1 Hour to LangChain: Build Your First LLM App That Actually Does Something

By the end of this hour, you'll have a working AI research assistant that can fetch any web article, summarize it, and answer specific questions about the content using LangChain and OpenAI.

🎯 What You'll Build

A command-line research assistant that takes a URL, extracts the content, creates an intelligent summary, and lets you ask follow-up questions:

$ python research_assistant.py
Enter article URL: https://example.com/article
✅ Article processed: "The Future of AI"
📝 Summary: This article discusses emerging trends in artificial intelligence...
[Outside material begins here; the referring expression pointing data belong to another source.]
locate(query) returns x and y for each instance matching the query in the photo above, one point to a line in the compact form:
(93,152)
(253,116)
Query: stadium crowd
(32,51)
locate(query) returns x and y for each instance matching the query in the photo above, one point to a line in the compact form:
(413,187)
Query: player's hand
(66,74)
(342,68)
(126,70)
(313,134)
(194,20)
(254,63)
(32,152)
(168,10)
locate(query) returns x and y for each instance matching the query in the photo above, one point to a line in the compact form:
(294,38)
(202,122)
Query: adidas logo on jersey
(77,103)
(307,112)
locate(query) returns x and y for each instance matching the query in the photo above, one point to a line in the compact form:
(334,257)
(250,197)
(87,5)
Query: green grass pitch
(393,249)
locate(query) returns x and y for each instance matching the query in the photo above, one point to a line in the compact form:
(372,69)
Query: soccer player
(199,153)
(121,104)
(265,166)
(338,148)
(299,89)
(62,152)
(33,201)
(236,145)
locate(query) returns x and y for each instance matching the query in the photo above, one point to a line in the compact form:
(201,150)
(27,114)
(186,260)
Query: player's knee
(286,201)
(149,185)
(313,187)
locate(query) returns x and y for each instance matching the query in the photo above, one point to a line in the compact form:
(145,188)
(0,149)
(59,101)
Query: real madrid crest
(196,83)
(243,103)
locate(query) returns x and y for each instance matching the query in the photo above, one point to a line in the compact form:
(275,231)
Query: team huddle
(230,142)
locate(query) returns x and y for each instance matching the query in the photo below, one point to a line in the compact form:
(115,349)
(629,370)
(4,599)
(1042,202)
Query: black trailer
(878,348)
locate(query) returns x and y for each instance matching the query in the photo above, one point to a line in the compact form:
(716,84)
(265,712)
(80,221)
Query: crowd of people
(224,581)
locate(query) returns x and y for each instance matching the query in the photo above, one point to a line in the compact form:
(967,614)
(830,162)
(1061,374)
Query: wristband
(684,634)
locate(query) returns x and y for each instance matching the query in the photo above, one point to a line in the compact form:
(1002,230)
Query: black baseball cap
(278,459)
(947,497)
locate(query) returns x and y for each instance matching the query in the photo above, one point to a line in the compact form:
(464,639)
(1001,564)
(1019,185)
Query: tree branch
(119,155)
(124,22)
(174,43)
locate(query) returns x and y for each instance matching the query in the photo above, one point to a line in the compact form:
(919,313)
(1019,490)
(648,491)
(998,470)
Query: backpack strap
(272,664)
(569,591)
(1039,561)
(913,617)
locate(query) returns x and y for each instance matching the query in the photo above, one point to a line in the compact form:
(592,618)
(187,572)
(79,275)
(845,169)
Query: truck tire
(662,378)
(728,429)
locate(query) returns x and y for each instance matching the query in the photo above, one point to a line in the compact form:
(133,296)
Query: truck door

Ask a question (or 'quit'): What are the main benefits mentioned?
🤖 The article highlights three key benefits: automation of repetitive tasks...

⏱️ Time Breakdown

0–10min

Environment setup and LangChain installation

10–25min

Build web scraper and text processor

25–40min

Create summarization chain

40–55min

Add Q&A functionality with memory

55–60min

Test and deploy your assistant

📋 Prerequisites

Python 3.8+ installed on your machine
OpenAI API key (free tier works fine)
Basic familiarity with Python and command line
Text editor or IDE of your choice

Step 1: Set Up Your LangChain Environment (0–10 min)

Create a new project directory and install the required packages:

mkdir langchain-assistant
cd langchain-assistant
python -m venv venv
source venv/bin/activate  # On Windows: venv\Scripts\activate

Install LangChain and dependencies:

pip install langchain openai requests beautifulsoup4 python-dotenv

Create your environment file:

echo "OPENAI_API_KEY=your_api_key_here" > .env

Replace your_api_key_here with your actual OpenAI API key from platform.openai.com.

✅

Checkpoint

Run python -c "import langchain; print('LangChain installed successfully!')" - what happens?

Step 2: Build the Web Scraper (10–25 min)

Create scraper.py to fetch and clean web content:

import requests
from bs4 import BeautifulSoup
from urllib.parse import urljoin, urlparse

class WebScraper:
    def __init__(self):
        self.session = requests.Session()
        self.session.headers.update({
            'User-Agent': 'Mozilla/5.0 (compatible; ResearchBot/1.0)'
        })
    
    def scrape_article(self, url):
        """Extract main content from a web article"""
        try:
            response = self.session.get(url, timeout=10)
            response.raise_for_status()
            
            soup = BeautifulSoup(response.content, 'html.parser')
            
            # Remove unwanted elements
            for element in soup(['script', 'style', 'nav', 'footer', 'header']):
                element.decompose()
            
            # Try to find main content
            content = self._extract_main_content(soup)
            
            title = soup.find('title')
            title_text = title.get_text().strip() if title else "Unknown Title"
            
            return {
                'title': title_text,
                'content': content,
                'url': url
            }
            
        except Exception as e:
            raise Exception(f"Failed to scrape {url}: {str(e)}")
    
    def _extract_main_content(self, soup):
        """Extract the main text content"""
        # Common content selectors
        selectors = ['article', 'main', '.content', '.post-content', '.entry-content']
        
        for selector in selectors:
            content_div = soup.select_one(selector)
            if content_div:
                return content_div.get_text(separator=' ', strip=True)
        
        # Fallback to body
        body = soup.find('body')
        return body.get_text(separator=' ', strip=True) if body else ""

Test your scraper:

# test_scraper.py
from scraper import WebScraper

scraper = WebScraper()
article = scraper.scrape_article("https://example.com")
print(f"Title: {article['title']}")
print(f"Content length: {len(article['content'])} characters")

✅

Checkpoint

Test scraping a simple article URL - does it return title and content without errors?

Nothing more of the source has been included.